Intangible assets: groups: degrouping: reallocation between group members: candidates
CTA09/PART8/S792 - Reallocation of taxable credit on degrouping
S792 permits a full or partial reallocation of the taxable credit (see below) between group members. There is a provision for a joint election to be made, subject to the companies being members of the ‘relevant group’ at the ‘relevant time’ (see CIRD40710). The result is that a charge that would have arisen on one company is, instead, regarded as arising on the other in the form of a non-trading credit (CIRD13530) at the relevant time.
Amount which can be reallocated
The taxable credit is simply that arising on the deemed realisation of the asset at market value, the first element in the computation of the degrouping adjustment outlined in CIRD40520. It follows that:
- no reallocation is possible if the deemed realisation gives rise to a deductible debit; and
- the further adjustments, which, in the absence of a reallocation election, would have been aggregated with the taxable credit on the deemed realisation, are not taken into account for reallocation purposes and stay with the company leaving the group.

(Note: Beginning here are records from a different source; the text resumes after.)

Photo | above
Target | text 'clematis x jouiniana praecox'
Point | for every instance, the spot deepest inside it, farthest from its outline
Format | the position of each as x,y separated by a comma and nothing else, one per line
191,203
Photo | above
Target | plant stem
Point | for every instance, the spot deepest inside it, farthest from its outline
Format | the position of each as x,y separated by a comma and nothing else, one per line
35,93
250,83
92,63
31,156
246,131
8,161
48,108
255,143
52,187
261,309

There is a further condition concerning residence of the company accepting the taxable credit on degrouping. If not resident at the relevant time, the company must have been carrying on a trade in the UK through a permanent establishment, and not be exempt from UK CT by virtue of the double taxation relief arrangements in TIOPA10/PART2. Where an election is made in these circumstances the taxable credit is regarded as income of the UK branch of the company to which it is reallocated.
(FA03/S153 (1) substituted the words ‘permanent establishment’ for ‘branch or agency’ effective for all accounting periods beginning on or after 1 January 2003.)
For the purposes of making the required election Y cannot be a dual resident investing company (CTM34560) or a tax-exempt friendly society.
Form of election
The required election must be made jointly, by notice in writing to HM Revenue & Customs, not more than 2 years after the end of the accounting period of company X within which the relevant time falls.